Shockley, in a hint of what was to come, used his national pulpit to lobby for a scientific aristocracy. The American public was too democratic, divided, and stupid to make complex decisions, he said. Instead there should be an Institute of Public Enlightenment, a board of wise men that would objectively analyze complex issues and then use advertising to persuade Americans how to think about them. It was pure Shockley, populist marketing techniques to serve elitist goals.

As Shockley’s public star ascended, his business collapsed. Shockley was a disastrously bad businessman and a worse manager. Shockley Semiconductor didn’t manage to manufacture a single transistor. Shockley’s employees detested him. After proposing to abolish hierarchy, Shockley built a dictatorship. He had promised his charges intellectual freedom, then bullied and abused them. In a hideously misconceived effort at openness, Shockley posted all salaries on a bulletin board, which embarrassed those who were highly paid and annoyed those who weren’t. Shockley husbanded all the juiciest research for himself, hiding his results even from his employees.

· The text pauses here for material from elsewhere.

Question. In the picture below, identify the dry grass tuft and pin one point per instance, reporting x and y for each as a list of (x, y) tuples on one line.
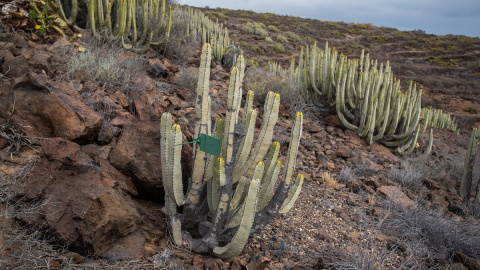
[(329, 181)]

Shockley’s suspicion of his employees twisted into paranoia. When someone scratched a hand on a thumbtack, Shockley was convinced a plot was afoot. He forced some employees to take lie detector tests: Had they placed the guilty tack? Finally, on September 18, 1957, eight of his top scientists quit. In the original example of the entrepreneurial gumption and institutionalized disloyalty that now defines the Silicon Valley, they immediately founded a rival company, Fairchild Semiconductor. Shockley called the quitters the “Traitorous Eight,” and he took his rage against them to the grave.

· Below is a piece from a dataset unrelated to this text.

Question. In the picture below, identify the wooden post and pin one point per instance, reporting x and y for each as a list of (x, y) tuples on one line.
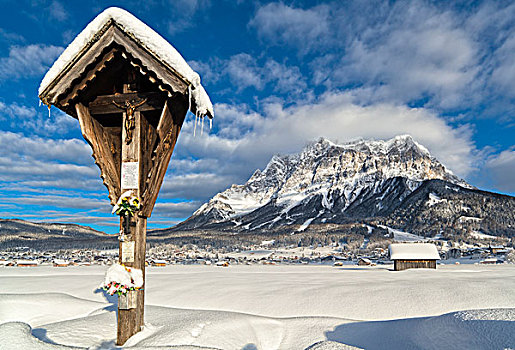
[(131, 105), (130, 321)]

At Fairchild, the Traitorous Eight took Shockley’s original but betrayed ideals and turned them into practice. Fairchild really did abolish hierarchy. Offices: gone, replaced by cubicles. Reserved parking spaces: gone. Dress code: gone. Anyone could make a decision; anyone could test a new idea. Their Anti-Shockley culture remade the American economy. At Fairchild, Noyce developed the integrated circuit, the method of linking transistors that made Shockley’s imagined supercomputers a reality. Fairchild eventually fractured and seeded the valley. Noyce and Gordon Moore established Intel, where they created the most important hardware company in the world (and where Moore devised “Moore’s Law,” a conceptual framework for the computer revolution). Others of the Traitorous Eight built Teledyne, another Valley semiconductor shop. Eugene Kleiner founded Kleiner Perkins Caufield & Byers, the venture capital giant. Kleiner was the Johnny Appleseed of Silicon Valley culture. His VC investments spread the anti-Shockley ethos to virtually every important technology company of the past thirty years, including Sun Microsystems, Compaq, Amazon, and Google.

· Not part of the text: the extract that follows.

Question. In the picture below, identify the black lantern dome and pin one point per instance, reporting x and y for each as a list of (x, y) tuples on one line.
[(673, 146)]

Shockley was the bastard father of the New Economy, but he himself foundered. His semiconductor company barely survived the Traitorous Eight’s mutiny and limped along unproductively until the early 1960s. Shockley was in a funk. His own family didn’t matter much to him; he had three children by the first of his two wives and mostly neglected them. His mother had ordered him to set the world on fire; he had done it once, but now the glory had dissipated and so he needed to do it again. The Nobel Prize honors its winners for “conferring the greatest benefit on all mankind.” Shockley often cited this line as his inspiration. He took it not merely as a compliment but as an instruction. He would remake mankind, whether mankind wanted it or not.